La confiance ne vient pas d'une mention « souverain » ou « chiffré ». Elle vient d'une architecture vérifiable, d'une politique appliquée et d'incidents traités sans dissimulation.

Frontières de confiance

  • le navigateur est non fiable et ne reçoit aucun secret ;
  • yisin-api authentifie, autorise et limite chaque opération ;
  • yisin-admin utilise OIDC avec MFA et des rôles minimaux ;
  • le corpus est monté en lecture seule dans les services consommateurs ;
  • Qdrant et les bases ne sont pas exposés au public en production ;
  • les pièces privées n'entrent jamais automatiquement dans le corpus ou l'entraînement.

Risques prioritaires

Risque Défense attendue
Prompt injection séparation stricte instructions / preuves / pièces
Empoisonnement du corpus sources enregistrées, empreintes, admissions et manifeste
Citation inventée référence construite par le backend depuis un identifiant de preuve
Accès croisé autorisation serveur, filtre propriétaire et défense RLS
Fichier malveillant limites, validation réelle du type, antivirus et traitement isolé
Abus de ressources rate limiting, concurrence maximale, réservation et settlement
Fuite par journal minimisation, masquage des données et séparation audit/diagnostic

Administration

Les mutations sensibles exigent jetons courts, MFA, protection CSRF, idempotence et audit append-only.
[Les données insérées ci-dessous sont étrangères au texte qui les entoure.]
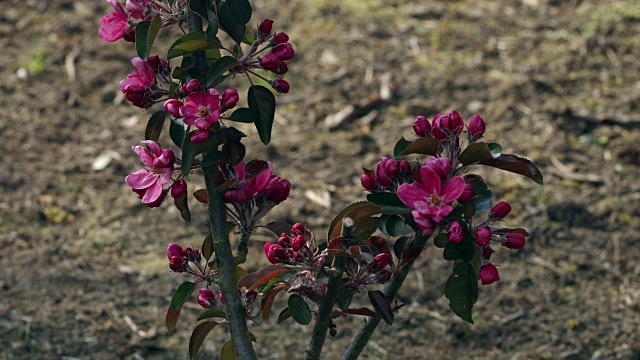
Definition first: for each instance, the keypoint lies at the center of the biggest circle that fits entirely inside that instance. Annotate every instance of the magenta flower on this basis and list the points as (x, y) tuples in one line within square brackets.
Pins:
[(429, 198), (201, 109), (148, 183), (115, 25)]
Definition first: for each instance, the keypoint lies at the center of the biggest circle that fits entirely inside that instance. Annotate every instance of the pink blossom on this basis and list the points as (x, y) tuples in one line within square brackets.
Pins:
[(489, 274), (429, 197), (115, 25), (148, 184), (201, 109)]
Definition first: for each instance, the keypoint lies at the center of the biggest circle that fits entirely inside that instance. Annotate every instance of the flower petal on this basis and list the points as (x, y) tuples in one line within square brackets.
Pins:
[(452, 189)]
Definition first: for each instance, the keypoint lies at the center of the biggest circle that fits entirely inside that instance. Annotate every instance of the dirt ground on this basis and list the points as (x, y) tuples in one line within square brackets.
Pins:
[(83, 270)]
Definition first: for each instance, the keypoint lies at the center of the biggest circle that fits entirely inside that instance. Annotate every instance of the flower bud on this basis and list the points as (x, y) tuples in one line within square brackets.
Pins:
[(230, 98), (283, 51), (265, 26), (200, 136), (476, 127), (422, 127), (165, 160), (298, 242), (368, 182), (207, 299), (405, 167), (483, 236), (280, 85), (440, 165), (386, 169), (514, 241), (500, 210), (486, 252), (456, 232), (489, 274), (178, 188), (467, 194), (277, 189), (379, 262), (280, 38), (270, 62), (298, 228), (173, 107), (192, 86)]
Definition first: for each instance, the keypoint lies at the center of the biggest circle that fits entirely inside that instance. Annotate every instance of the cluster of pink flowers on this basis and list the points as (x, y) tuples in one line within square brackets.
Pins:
[(389, 174), (148, 183), (148, 83), (201, 109), (119, 25)]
Les secrets sont injectés par un gestionnaire externe ; ils ne figurent ni dans Compose, ni dans une image, ni dans un dépôt.
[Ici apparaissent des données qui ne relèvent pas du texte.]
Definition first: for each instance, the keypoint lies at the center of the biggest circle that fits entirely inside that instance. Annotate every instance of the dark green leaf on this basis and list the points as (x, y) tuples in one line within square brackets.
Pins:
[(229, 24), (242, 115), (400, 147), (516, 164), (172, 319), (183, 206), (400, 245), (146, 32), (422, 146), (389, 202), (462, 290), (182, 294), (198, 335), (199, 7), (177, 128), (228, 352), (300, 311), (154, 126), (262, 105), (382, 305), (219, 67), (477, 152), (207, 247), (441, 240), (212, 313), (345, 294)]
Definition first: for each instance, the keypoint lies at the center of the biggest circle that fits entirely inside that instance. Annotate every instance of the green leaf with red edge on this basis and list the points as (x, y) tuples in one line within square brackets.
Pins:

Identité réellement implémentée

Le backend accepte uniquement des JWT signés avec un algorithme asymétrique autorisé. Il vérifie la signature depuis le JWKS HTTPS, l'issuer exact, l'audience, l'expiration, la date d'émission et le sujet. Les droits viennent ensuite de PostgreSQL, jamais des boutons de l'interface ni d'un rôle commercial placé dans le jeton. Une permission de workspace ne vaut pas dans un autre workspace. L'administration ajoute une preuve MFA et un âge maximal du jeton.

Le fournisseur Google OIDC est configuré et intégré à yisin-web et yisin-admin. Le jeton Google standard ne constitue pas une preuve MFA amr/acr : l'administration complète donc cette identité par une MFA TOTP native, chiffrée au repos, vérifiée par l'API et matérialisée par une session MFA HttpOnly à durée limitée. L'activation du facteur ne vaut pas preuve de session ; un challenge réussi est requis avant toute mutation sensible.

Déploiement Oracle

La VM Oracle ARM actuelle peut héberger API, interfaces, Qdrant et services légers. Elle ne possède pas de GPU : elle n'est pas la cible d'entraînement QLoRA et ne garantit pas une inférence confortable de Mistral 7B. L'entraînement reste sur Colab ; le choix final d'inférence dépendra des mesures de latence, mémoire, confidentialité et coût.

Conditions avant ouverture

TLS, sauvegardes restaurées en test, OIDC/MFA, politique de conservation, rotation des secrets, supervision, procédure d'incident et tests d'autorisation sont des conditions de mise en service — pas des améliorations facultatives après lancement.